My house is in a completely useless part of town. I live on the southeast side of Indianapolis and you’d be excused if you didn’t know what was down there. It’s a sparsely populated (relative to the rest of town) area with no major industry or cultural significance. So is much of the southwest and northwest side. They should be abandoned by the City.
In the 70’s when then-Mayor Richard Lugar put together the UniGov plan to merge the City of Indianapolis and Marion County governments, it made sense with the information they had. It increased the tax base, propped up and spread the wealth around a bit, and was a useful mechanism for capturing suburban flight.
But today the suburbs extend beyond Marion County, which in all aspects should be considered exurbs. The suburbs we inherited through to today, like Lawrence, Beech Grove, Speedway, and Southport, don’t even want to be part of Indianapolis. And as we’ve seen with mergers of fire departments and other services, there’s really not a ton of savings to be had from merging them in anymore.
Indianapolis should abandon the outer portions of Marion County and some of the inner rings, and I’m not talking about “undoing UniGov”. I’m talking about consciously declaring no more investment in those areas.
What are these areas? Anything south of Raymond is a good start. On the southeast side anything east of Emerson and south of Brookville can go.

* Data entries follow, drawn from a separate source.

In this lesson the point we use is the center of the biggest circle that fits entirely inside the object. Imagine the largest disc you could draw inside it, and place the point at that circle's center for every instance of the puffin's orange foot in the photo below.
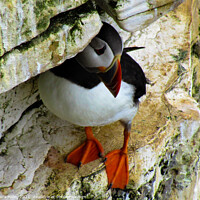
(87, 152)
(117, 169)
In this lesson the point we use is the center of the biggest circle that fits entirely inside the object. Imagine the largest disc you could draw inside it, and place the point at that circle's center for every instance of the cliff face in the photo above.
(165, 140)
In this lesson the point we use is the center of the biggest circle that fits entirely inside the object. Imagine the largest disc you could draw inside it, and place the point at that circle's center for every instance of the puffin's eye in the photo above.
(100, 51)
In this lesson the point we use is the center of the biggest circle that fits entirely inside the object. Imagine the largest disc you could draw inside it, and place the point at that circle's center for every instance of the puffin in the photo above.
(100, 85)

And on the southwest side, anything east of Kentucky Ave and again south of Raymond can go. To facilitate some thoroughfares and chunks that have “expensive infrastructure”, like the Harding Street IPL plant, maintain corridors along Harding, Troy, South Emerson, and Meridian and Madison. That props up the University of Indianapolis, some decent development along the northern boundary of Johnson County, existing hospitals, and electric infrastructure.

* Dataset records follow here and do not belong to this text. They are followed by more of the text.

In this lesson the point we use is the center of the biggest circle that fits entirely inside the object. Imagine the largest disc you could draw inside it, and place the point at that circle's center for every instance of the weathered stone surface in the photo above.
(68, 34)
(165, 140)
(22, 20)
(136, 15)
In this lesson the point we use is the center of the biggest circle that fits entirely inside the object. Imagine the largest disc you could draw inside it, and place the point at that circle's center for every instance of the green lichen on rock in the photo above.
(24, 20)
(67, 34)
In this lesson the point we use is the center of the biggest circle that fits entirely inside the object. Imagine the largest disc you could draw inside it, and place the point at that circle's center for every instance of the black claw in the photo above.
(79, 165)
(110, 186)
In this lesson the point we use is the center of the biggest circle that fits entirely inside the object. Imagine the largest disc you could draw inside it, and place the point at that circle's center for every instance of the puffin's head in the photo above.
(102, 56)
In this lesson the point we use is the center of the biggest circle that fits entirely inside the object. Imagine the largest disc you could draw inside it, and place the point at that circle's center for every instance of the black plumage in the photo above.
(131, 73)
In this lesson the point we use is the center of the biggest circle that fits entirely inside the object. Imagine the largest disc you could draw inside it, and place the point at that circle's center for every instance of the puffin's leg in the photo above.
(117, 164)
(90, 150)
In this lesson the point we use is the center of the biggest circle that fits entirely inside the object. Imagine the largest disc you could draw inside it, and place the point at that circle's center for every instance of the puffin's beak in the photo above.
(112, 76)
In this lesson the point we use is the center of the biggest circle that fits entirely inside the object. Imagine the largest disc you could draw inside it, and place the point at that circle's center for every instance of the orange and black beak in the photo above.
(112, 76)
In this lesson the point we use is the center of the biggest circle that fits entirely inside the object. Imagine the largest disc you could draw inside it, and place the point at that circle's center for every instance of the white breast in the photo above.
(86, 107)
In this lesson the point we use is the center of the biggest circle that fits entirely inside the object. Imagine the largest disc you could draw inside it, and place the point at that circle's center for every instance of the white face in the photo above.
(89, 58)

Likewise, on the Northwest Side anything in that corner of town north of Eagle Creek Park and south of US 52 in Pike Township can go.
Maintaining these borderline rural areas of Pike, Franklin, and Decatur Townships is cost prohibitive and holds the rest of the viable City back.

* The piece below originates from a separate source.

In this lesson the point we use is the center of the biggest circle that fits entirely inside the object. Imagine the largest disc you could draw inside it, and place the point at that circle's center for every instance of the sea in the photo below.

Decatur Township has a population of 32,000 people. Franklin with 54,000 and is so broke they can’t afford to bus kids to school, and Pike 78,000.
Whereas Center Township has 146,000, Lawrence 118,000, Perry 108,000, Warren with 99,000, Washington with 132,000, and Wayne 137,000.
In other words, Decatur, Franklin, and Pike Townships have only slightly more people combined than any of the others do alone.
What specifically, then, should Indianapolis do?
- Resolve not to expand roads in the south side and northwest side, barring the unlikely advances necessary to support Indianapolis International Airport.
- Only major existing corridors like the aforementioned Madison, Troy, and Harding Streets, should be maintained modestly.
- Building permits should be denied in these zones.
- Water and sewer infrastructure should maintained to the necessity of public safety and health, as should police, fire, and medical coverage.
- As buildings deteriorate, fail, or are otherwise abandoned, they should be razed.
- Public transit should stop service.
- Public schools should close and be razed as population declines.
Indianapolis, like a lot of cities, are unable to do enough to maintain a high quality of life in large parts of town. Lack of viable sidewalk, sewer, transit, fitness, multi-use, and new roads are plague these parts of town now. Indianapolis should signal to the people who live there, “We will not be investing any more in these parts of town.” Stop people from moving there expecting to receive viable services.
Taxes for those residents living in these zones should be maintained at current legal levels and instead of updating sewers, roads, etc. as needed, money should instead be spent on buying people out of their homes, allowing the elderly and those with no mortgages to sustain themselves, or assisting them with relocating. This will be a long process that will take over a generation. But in three, four, five, generations, Indianapolis will have a stronger core at a sustainable rate of taxation and investment.
When the City looks around and doesn’t know how to pay for or maintain the roads it has, you have too many roads. When schools don’t know how to pay for or maintain their buildings or get kids to school, you screwed up and live in an unsustainable area.
Return it to a truly rural area and leave it as such for those that choose or desire that life. But as with a rural life, that comes with no municipal water, sewer, transit, numerous roads, sidewalks, parks, or other desired municipal benefits.
Refocus the efforts and money of the City’s resources to the parts of town where people can receive more benefit.
This dance we’re doing of trying to keep stuff together isn’t working, because most of these Townships are falling apart or undesirable.
The only way to fix this without abandonment is to receive State legislation barring more development in the outer ring “doughnut” counties, which would force smarter land use and make developing Pike, Franklin, and Decatur Townships more desirable to developers and make rehabilitating existing structures necessary. This would, however, drive up real estate prices and rents, which can be useful and harmful at the same time.
We have too much city proclaiming to be an actual city. It isn’t, and it’s dragging the rest of the area down.